JOINS

The SQL JOIN statement is used to combine rows from two or more tables based on a related column between them.

Here's an example of a JOIN statement:

SELECT customers.name, orders.product
FROM customers
JOIN orders
ON customers.id = orders.customer_id;

The JOIN statement combines the rows from the customers and orders tables based on the customer_id column.

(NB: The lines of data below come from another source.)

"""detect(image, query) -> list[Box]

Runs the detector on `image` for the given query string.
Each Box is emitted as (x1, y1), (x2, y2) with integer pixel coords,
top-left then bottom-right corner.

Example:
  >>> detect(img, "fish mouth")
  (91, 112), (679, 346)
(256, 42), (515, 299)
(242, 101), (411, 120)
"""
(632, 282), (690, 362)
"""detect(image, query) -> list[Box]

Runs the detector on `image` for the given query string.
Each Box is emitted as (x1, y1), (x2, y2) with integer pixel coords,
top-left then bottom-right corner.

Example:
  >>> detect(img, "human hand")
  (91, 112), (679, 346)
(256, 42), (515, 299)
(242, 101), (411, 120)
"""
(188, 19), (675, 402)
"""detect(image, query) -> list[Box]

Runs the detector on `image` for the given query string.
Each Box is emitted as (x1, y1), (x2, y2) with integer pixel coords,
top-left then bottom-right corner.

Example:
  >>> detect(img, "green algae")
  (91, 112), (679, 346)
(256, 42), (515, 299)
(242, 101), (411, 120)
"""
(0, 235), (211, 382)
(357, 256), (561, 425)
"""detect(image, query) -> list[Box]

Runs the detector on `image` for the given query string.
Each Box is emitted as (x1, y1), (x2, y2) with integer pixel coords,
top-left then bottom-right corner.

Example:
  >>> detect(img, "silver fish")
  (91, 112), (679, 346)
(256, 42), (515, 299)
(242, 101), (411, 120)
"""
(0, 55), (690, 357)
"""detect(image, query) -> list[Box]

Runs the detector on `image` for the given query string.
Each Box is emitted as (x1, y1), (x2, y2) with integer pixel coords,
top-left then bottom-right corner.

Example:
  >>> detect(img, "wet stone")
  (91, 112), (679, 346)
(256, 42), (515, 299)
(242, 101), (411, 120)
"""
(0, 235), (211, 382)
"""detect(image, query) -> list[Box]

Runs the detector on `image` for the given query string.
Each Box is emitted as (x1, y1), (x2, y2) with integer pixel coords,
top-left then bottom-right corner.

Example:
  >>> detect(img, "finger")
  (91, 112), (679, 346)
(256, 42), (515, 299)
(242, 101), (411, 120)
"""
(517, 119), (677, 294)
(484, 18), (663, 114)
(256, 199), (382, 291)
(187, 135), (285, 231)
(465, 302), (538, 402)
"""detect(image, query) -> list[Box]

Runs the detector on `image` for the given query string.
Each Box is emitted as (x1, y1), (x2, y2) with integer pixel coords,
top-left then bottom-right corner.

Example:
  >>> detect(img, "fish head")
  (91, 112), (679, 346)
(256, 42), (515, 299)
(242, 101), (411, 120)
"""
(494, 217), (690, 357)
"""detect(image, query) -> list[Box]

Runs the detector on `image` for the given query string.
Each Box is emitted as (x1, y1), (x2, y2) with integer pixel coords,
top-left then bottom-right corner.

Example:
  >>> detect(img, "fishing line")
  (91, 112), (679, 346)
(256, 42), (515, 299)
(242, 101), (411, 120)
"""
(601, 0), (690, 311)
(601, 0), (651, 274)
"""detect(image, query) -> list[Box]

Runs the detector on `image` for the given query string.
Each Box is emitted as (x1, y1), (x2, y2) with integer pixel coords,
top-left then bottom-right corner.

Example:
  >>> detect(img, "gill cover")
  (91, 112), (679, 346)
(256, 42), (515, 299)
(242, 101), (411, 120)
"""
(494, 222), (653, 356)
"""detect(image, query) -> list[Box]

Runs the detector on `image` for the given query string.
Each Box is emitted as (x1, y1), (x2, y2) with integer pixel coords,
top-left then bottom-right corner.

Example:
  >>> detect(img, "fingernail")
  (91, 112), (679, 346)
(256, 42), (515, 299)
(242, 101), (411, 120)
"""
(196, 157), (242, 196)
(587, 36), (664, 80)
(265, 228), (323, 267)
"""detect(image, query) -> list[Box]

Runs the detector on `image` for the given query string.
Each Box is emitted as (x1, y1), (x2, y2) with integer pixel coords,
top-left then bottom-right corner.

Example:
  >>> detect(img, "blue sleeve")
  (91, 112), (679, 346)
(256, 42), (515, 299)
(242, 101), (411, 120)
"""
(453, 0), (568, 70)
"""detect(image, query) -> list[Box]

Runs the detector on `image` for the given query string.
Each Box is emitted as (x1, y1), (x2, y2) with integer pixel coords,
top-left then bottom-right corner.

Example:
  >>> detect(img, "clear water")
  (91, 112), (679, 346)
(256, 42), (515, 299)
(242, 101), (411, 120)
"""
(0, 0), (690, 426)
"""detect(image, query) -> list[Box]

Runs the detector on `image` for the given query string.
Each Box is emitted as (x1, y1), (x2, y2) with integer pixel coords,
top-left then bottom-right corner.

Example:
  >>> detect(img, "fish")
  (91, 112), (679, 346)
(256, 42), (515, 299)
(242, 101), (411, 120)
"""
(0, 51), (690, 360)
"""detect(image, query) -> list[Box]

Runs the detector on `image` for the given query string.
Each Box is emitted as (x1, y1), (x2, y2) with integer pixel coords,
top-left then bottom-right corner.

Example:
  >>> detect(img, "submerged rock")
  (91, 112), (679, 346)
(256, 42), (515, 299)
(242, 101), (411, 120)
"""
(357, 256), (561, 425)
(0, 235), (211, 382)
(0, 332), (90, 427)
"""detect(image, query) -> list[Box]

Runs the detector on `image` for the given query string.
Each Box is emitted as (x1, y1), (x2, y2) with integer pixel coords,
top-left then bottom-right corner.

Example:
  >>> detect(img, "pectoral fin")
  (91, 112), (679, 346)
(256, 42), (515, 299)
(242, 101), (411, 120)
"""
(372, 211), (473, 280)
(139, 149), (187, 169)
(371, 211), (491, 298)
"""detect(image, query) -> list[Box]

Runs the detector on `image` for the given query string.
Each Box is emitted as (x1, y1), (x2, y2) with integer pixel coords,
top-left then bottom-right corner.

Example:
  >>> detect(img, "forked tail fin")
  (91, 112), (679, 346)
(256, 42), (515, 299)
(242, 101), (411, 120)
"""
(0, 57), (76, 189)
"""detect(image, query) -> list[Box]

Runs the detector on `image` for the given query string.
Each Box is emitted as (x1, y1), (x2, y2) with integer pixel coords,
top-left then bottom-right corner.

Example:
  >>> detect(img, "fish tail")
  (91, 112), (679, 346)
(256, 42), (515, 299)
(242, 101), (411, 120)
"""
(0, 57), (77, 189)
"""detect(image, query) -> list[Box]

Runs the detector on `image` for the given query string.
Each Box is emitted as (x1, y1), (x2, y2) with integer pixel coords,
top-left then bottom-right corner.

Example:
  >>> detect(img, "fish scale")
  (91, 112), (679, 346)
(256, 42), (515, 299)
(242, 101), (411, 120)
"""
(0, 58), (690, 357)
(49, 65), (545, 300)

The result of this query contains the name from the customers table and product from the orders table, with each row representing a customer and their corresponding order.

If a customer has multiple orders, each order will appear as a separate row in the results.

Practice: Writing JOINs

Practice JOINs on SQLBolt

SQL Lesson 6: Multi-table queries with JOINs

Other kinds of JOIN

The most common kind of JOIN is the INNER JOIN. If you don't specify another kind of join, it will treated as an INNER JOIN.

There are several types of JOIN statements in SQL, each of which returns different subsets of the data from the joined tables.

  • INNER JOIN
  • LEFT JOIN
  • RIGHT JOIN
  • FULL OUTER JOIN

The names correspond to the portions of a Venn diagram of the tables:

SQL joins diagram

An INNER JOIN returns only the rows that have matching values in both tables.

The other three joins are all 'outer' joins in some sense, since they include 'outer' values (not just inner ones).

A LEFT JOIN returns all the rows from the left table and the matching rows from the right table. If there is no matching row in the right table, the result will contain NULL values for the columns from the right table.

A RIGHT JOIN is similar to a LEFT JOIN, but it returns all the rows from the right table and the matching rows from the left table.

A FULL JOIN returns all the rows from both tables, including the rows that have no matching values in either table.

You'll almost exclusively use the INNER JOIN (or just JOIN), but occasionally a LEFT or RIGHT JOIN will be helpful. FULL JOIN is pretty rare, so you'll probably only see it in tutorials.